Соседский петух, слегка оправившийся от позора, в одиночку бродил по своему двору, мстительно косясь в Витькину сторону. После утреннего конфуза, когда ему пришлось сломя голову убегать с чужого двора, он, может, и не решился бы в очередной раз ступить на неприятельскую территорию, не произойди в этот момент одного весьма существенного обстоятельства. Ему посчастливилось найти очень жирного и вкусного даже на вид червяка, и он собрался совсем уже было его проглотить, но вот тут-то и раздался громкий хохот ненавистного ему мальчишки. Петух только на секунду отвлекся, как расторопный червяк успел благополучно скрыться в своей норке. От такой неудачи петух прямо рассвирепел. Он не мог не поддаться такому соблазну, как задать взбучку этому нахальному сорванцу. Распушив крылья, с грозным видом петух со всех ног понёсся к ничего не подозревающему Витьке. Произошло короткое, но кровопролитное столкновение, в результате которого у мальчишки до крови были поцарапаны руки, а мстительная птица понесла урон в виде выщипанного хвоста. С паническим квохтаньем «Спасайся, кто может!» петух пустился бежать, не оглядываясь и не выбирая дороги. Победно размахивая переливающимися на солнце перьями, с громким криком Витька преследовал своего врага аж до самой межи, разделяющей два огорода. А вот пересечь саму межу он не осмелился.

Хозяином коварного и мстительного петуха был страшный на вид дед Левонтий. С вечно угрюмым выражением на лице, с бородой как у колдуна (жёсткие волосы росли у него даже из ушей и носа), он внушал Витьке беспричинный страх и беспокойство. Говорили, что дед Левонтий обладает невиданной в этих краях силой. Железные подковы он гнул так же легко, как какую-нибудь алюминиевую проволоку. За нелюдимый характер бабушка его недолюбливала и за глаза называла Лешим. Попадаться в его клешнятые руки, больше похожие на огромные лошадиные копыта, Витьке совсем не хотелось. Поэтому он остановился на безопасном от его дома расстоянии и запустил в петуха комом тёплой земли, издалека пригрозил:

 

– Попробуй ёще приди на наш двор!

Неизвестно, слышал его петух или нет, но после этого случая он словно в воду канул.
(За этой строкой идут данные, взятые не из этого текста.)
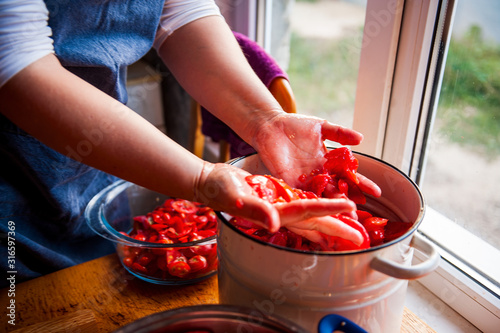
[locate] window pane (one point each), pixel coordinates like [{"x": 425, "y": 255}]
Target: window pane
[
  {"x": 463, "y": 169},
  {"x": 324, "y": 57}
]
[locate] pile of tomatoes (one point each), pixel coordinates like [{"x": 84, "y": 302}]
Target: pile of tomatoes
[
  {"x": 176, "y": 221},
  {"x": 336, "y": 179}
]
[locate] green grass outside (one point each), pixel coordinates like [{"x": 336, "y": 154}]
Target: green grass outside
[{"x": 324, "y": 76}]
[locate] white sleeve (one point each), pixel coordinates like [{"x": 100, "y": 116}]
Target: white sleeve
[
  {"x": 177, "y": 13},
  {"x": 24, "y": 35}
]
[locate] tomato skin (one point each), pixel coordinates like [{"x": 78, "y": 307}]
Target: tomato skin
[
  {"x": 283, "y": 190},
  {"x": 178, "y": 268},
  {"x": 184, "y": 206},
  {"x": 263, "y": 187},
  {"x": 197, "y": 263},
  {"x": 346, "y": 245},
  {"x": 341, "y": 162}
]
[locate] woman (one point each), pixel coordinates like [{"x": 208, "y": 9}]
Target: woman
[{"x": 66, "y": 134}]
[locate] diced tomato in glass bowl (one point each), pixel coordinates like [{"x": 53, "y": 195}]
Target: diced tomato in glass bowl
[{"x": 158, "y": 239}]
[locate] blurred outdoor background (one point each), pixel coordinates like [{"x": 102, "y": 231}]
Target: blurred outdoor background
[{"x": 463, "y": 170}]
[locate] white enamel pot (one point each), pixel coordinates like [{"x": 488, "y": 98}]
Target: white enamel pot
[{"x": 368, "y": 286}]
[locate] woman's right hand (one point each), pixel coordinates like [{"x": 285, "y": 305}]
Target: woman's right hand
[{"x": 224, "y": 188}]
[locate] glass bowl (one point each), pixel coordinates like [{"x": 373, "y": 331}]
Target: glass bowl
[{"x": 114, "y": 213}]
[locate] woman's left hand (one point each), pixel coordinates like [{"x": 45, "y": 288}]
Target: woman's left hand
[{"x": 293, "y": 144}]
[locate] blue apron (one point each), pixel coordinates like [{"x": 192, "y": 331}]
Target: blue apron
[{"x": 43, "y": 194}]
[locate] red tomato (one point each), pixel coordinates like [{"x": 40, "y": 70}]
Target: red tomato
[
  {"x": 184, "y": 206},
  {"x": 179, "y": 268},
  {"x": 283, "y": 190},
  {"x": 263, "y": 187},
  {"x": 341, "y": 162},
  {"x": 374, "y": 223},
  {"x": 197, "y": 263}
]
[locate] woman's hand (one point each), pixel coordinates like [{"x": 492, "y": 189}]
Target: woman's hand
[
  {"x": 292, "y": 144},
  {"x": 224, "y": 188}
]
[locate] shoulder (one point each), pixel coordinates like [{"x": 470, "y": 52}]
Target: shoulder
[{"x": 24, "y": 35}]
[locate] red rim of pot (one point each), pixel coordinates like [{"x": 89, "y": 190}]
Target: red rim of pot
[{"x": 414, "y": 227}]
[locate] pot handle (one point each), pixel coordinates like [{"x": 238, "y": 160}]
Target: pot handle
[
  {"x": 337, "y": 323},
  {"x": 399, "y": 271}
]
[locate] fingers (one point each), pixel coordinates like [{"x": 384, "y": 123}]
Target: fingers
[
  {"x": 368, "y": 186},
  {"x": 327, "y": 225},
  {"x": 257, "y": 211},
  {"x": 300, "y": 210},
  {"x": 340, "y": 134}
]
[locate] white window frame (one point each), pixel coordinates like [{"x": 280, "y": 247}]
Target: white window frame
[{"x": 397, "y": 68}]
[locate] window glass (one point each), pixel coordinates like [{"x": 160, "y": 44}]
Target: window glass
[
  {"x": 463, "y": 164},
  {"x": 325, "y": 49}
]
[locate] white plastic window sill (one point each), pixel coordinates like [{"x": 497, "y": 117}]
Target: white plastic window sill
[
  {"x": 455, "y": 297},
  {"x": 434, "y": 312}
]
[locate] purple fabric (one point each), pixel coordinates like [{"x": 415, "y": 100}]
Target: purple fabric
[{"x": 267, "y": 70}]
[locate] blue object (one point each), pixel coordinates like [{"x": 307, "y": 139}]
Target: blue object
[{"x": 333, "y": 322}]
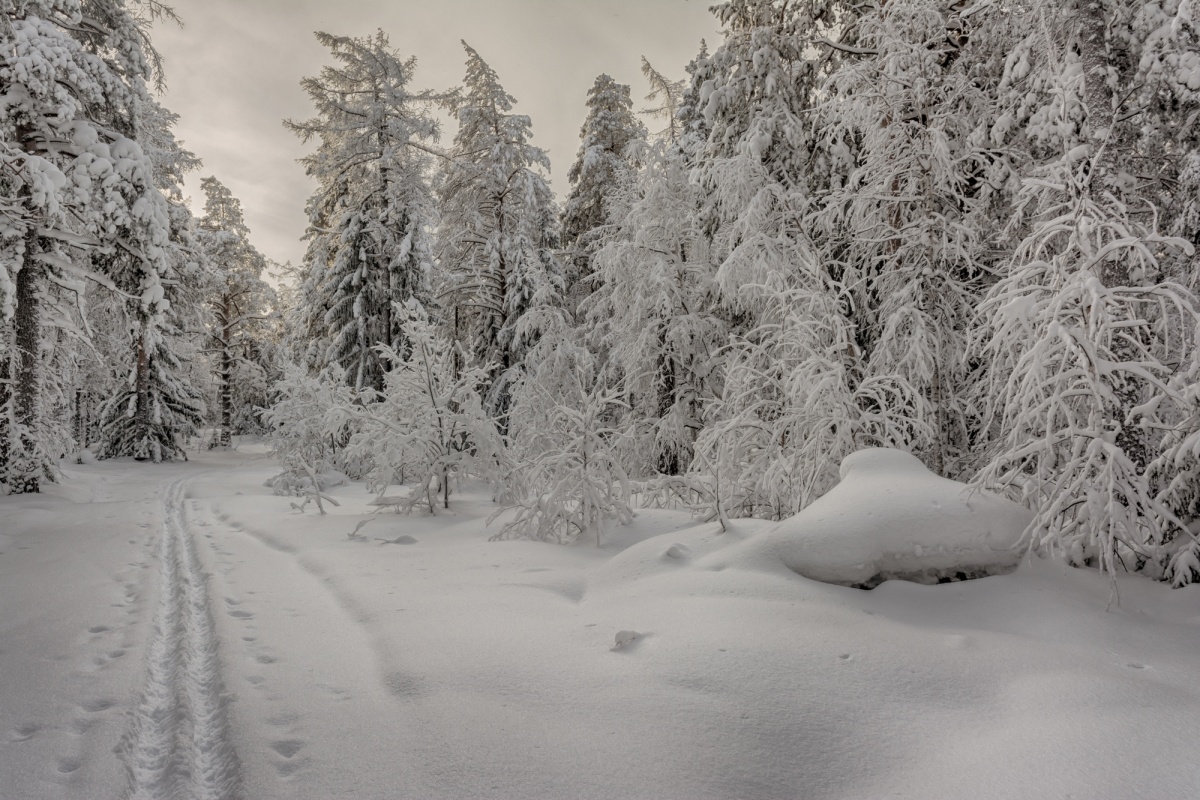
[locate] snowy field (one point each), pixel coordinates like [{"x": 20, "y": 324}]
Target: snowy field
[{"x": 175, "y": 631}]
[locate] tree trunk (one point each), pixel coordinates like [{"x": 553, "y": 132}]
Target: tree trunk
[
  {"x": 27, "y": 392},
  {"x": 142, "y": 388},
  {"x": 225, "y": 432},
  {"x": 1102, "y": 186}
]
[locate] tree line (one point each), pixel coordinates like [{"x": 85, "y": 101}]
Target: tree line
[{"x": 964, "y": 229}]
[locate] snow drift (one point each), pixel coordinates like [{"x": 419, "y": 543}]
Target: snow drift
[{"x": 891, "y": 518}]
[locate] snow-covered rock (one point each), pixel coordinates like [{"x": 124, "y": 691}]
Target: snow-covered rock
[{"x": 891, "y": 517}]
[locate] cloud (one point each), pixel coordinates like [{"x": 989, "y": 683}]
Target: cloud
[{"x": 234, "y": 70}]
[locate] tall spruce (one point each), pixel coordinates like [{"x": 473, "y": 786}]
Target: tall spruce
[
  {"x": 76, "y": 184},
  {"x": 241, "y": 305},
  {"x": 1087, "y": 340},
  {"x": 600, "y": 168},
  {"x": 497, "y": 234},
  {"x": 369, "y": 235}
]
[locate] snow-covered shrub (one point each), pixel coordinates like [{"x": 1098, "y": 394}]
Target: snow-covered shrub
[
  {"x": 891, "y": 518},
  {"x": 306, "y": 420},
  {"x": 793, "y": 405},
  {"x": 567, "y": 431},
  {"x": 429, "y": 423}
]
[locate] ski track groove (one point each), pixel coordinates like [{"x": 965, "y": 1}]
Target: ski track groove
[{"x": 179, "y": 745}]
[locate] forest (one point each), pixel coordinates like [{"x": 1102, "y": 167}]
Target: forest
[{"x": 965, "y": 229}]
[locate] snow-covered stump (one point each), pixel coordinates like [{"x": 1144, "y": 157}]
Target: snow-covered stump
[{"x": 892, "y": 518}]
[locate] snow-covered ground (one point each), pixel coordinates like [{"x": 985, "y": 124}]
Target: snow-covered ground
[{"x": 178, "y": 631}]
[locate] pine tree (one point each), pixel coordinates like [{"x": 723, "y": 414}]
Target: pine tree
[
  {"x": 653, "y": 313},
  {"x": 601, "y": 167},
  {"x": 900, "y": 220},
  {"x": 75, "y": 181},
  {"x": 1086, "y": 335},
  {"x": 240, "y": 301},
  {"x": 497, "y": 229},
  {"x": 369, "y": 245}
]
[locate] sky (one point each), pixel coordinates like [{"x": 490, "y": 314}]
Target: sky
[{"x": 233, "y": 73}]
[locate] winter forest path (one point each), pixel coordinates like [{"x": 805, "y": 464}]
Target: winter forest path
[
  {"x": 311, "y": 713},
  {"x": 179, "y": 745}
]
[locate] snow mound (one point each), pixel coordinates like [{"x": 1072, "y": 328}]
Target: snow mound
[{"x": 891, "y": 518}]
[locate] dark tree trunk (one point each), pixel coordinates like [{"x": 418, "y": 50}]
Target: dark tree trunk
[
  {"x": 142, "y": 386},
  {"x": 1102, "y": 116},
  {"x": 27, "y": 391}
]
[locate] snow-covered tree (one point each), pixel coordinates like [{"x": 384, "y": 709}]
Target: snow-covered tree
[
  {"x": 667, "y": 96},
  {"x": 369, "y": 239},
  {"x": 427, "y": 425},
  {"x": 1085, "y": 335},
  {"x": 600, "y": 168},
  {"x": 654, "y": 311},
  {"x": 900, "y": 214},
  {"x": 569, "y": 432},
  {"x": 156, "y": 402},
  {"x": 243, "y": 306},
  {"x": 75, "y": 182},
  {"x": 497, "y": 229}
]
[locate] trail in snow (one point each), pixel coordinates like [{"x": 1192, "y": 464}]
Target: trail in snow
[{"x": 179, "y": 744}]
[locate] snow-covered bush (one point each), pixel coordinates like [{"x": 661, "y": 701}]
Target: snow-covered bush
[
  {"x": 792, "y": 407},
  {"x": 568, "y": 431},
  {"x": 427, "y": 425},
  {"x": 306, "y": 420},
  {"x": 891, "y": 518}
]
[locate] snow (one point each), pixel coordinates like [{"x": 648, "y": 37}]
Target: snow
[
  {"x": 665, "y": 665},
  {"x": 891, "y": 517}
]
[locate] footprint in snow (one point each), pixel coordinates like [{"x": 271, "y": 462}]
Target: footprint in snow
[
  {"x": 24, "y": 732},
  {"x": 287, "y": 747},
  {"x": 677, "y": 552},
  {"x": 400, "y": 540},
  {"x": 625, "y": 639},
  {"x": 97, "y": 705}
]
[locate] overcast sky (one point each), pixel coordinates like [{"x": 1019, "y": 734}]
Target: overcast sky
[{"x": 234, "y": 70}]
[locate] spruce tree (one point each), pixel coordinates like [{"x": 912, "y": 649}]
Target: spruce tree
[
  {"x": 497, "y": 230},
  {"x": 76, "y": 181},
  {"x": 369, "y": 239},
  {"x": 600, "y": 168},
  {"x": 240, "y": 304}
]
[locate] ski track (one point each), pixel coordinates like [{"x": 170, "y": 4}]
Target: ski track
[{"x": 179, "y": 745}]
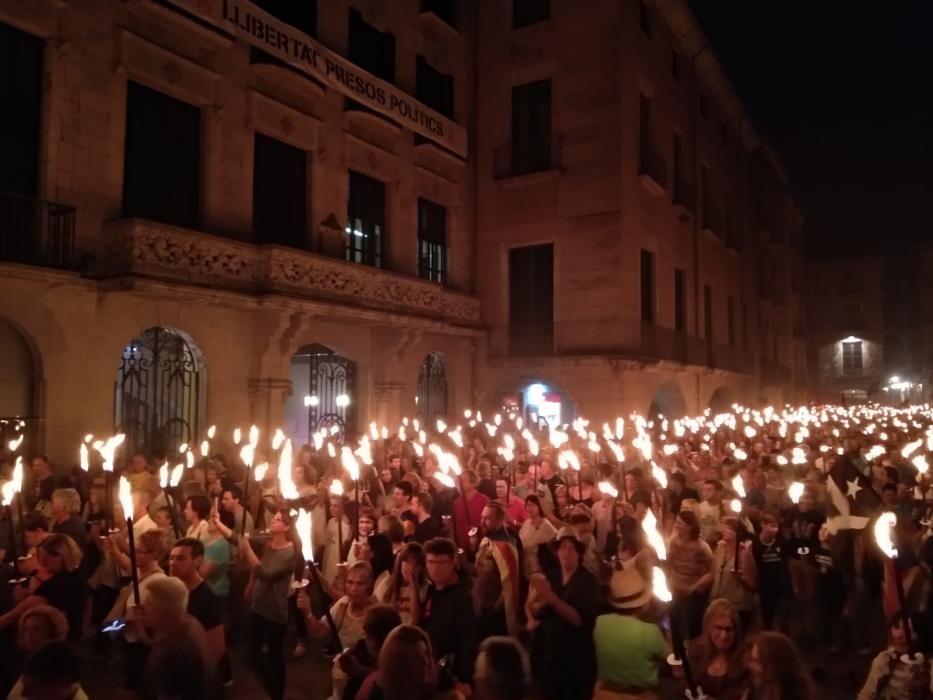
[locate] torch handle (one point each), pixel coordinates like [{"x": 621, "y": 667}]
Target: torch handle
[
  {"x": 335, "y": 632},
  {"x": 134, "y": 572}
]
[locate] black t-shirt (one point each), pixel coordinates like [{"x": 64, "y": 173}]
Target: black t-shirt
[
  {"x": 771, "y": 560},
  {"x": 204, "y": 606},
  {"x": 427, "y": 530},
  {"x": 804, "y": 529},
  {"x": 66, "y": 592}
]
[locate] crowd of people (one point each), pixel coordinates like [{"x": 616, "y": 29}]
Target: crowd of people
[{"x": 524, "y": 579}]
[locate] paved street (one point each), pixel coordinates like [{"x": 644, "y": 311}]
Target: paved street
[{"x": 309, "y": 679}]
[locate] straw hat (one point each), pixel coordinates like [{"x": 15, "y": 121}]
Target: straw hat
[
  {"x": 628, "y": 590},
  {"x": 568, "y": 533}
]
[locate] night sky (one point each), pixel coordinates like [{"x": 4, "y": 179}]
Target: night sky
[{"x": 844, "y": 93}]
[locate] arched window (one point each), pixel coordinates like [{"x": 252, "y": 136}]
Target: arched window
[
  {"x": 328, "y": 383},
  {"x": 17, "y": 390},
  {"x": 431, "y": 399},
  {"x": 158, "y": 396}
]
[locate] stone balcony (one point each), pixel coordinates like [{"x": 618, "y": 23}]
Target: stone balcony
[{"x": 142, "y": 248}]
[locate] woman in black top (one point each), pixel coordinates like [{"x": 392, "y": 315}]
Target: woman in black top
[{"x": 64, "y": 589}]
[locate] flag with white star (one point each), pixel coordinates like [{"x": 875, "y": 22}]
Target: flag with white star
[{"x": 852, "y": 497}]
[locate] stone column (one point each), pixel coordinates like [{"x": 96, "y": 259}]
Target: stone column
[
  {"x": 267, "y": 396},
  {"x": 387, "y": 404}
]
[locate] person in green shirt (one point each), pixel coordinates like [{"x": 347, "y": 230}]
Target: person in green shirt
[{"x": 629, "y": 651}]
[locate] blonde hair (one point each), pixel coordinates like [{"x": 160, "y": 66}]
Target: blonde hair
[
  {"x": 168, "y": 594},
  {"x": 154, "y": 540},
  {"x": 56, "y": 621},
  {"x": 66, "y": 548},
  {"x": 68, "y": 498}
]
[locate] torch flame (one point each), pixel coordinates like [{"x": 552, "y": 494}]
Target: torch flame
[
  {"x": 176, "y": 475},
  {"x": 607, "y": 488},
  {"x": 349, "y": 463},
  {"x": 650, "y": 526},
  {"x": 659, "y": 585},
  {"x": 738, "y": 486},
  {"x": 286, "y": 483},
  {"x": 883, "y": 528},
  {"x": 303, "y": 525},
  {"x": 659, "y": 475},
  {"x": 125, "y": 496},
  {"x": 567, "y": 459}
]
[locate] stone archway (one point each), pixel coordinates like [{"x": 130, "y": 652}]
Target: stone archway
[
  {"x": 721, "y": 400},
  {"x": 324, "y": 393},
  {"x": 159, "y": 391},
  {"x": 668, "y": 401},
  {"x": 18, "y": 381}
]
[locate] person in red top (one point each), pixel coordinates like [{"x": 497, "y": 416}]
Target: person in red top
[
  {"x": 468, "y": 507},
  {"x": 515, "y": 508}
]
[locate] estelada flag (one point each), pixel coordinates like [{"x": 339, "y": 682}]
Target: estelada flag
[
  {"x": 852, "y": 497},
  {"x": 505, "y": 554}
]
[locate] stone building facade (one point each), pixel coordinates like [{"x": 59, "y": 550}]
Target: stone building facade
[{"x": 306, "y": 218}]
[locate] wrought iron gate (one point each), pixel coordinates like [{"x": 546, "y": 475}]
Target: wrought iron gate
[
  {"x": 157, "y": 397},
  {"x": 332, "y": 384},
  {"x": 432, "y": 388}
]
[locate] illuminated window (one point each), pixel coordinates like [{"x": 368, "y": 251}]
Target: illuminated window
[{"x": 852, "y": 355}]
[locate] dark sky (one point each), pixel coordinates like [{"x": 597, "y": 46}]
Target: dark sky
[{"x": 844, "y": 92}]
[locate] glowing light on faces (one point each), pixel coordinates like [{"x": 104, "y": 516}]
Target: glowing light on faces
[{"x": 607, "y": 488}]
Очевидно, затаился где-то в укромном месте, вынашивая злобные планы и готовясь к новому нападению.

Витька, возбуждённый дракой, повернул назад, прошёл вдоль изгороди, время от времени всё же опасливо оглядываясь. Своей победой над неприятелем ему захотелось поделиться с Бабасей. Он пожалел, что она не видела его геройской битвы.

В сарае стояла пропахшая пылью тишина.

Витька негромко позвал:

– Бабася!

Нет ответа.

– Бабася!

Опять нет ответа.

Только в углу, там, где находилась старая прялка с потрескавшимся от времени колесом, кто-то издавал протяжные негодующие звуки: «У-у-у!»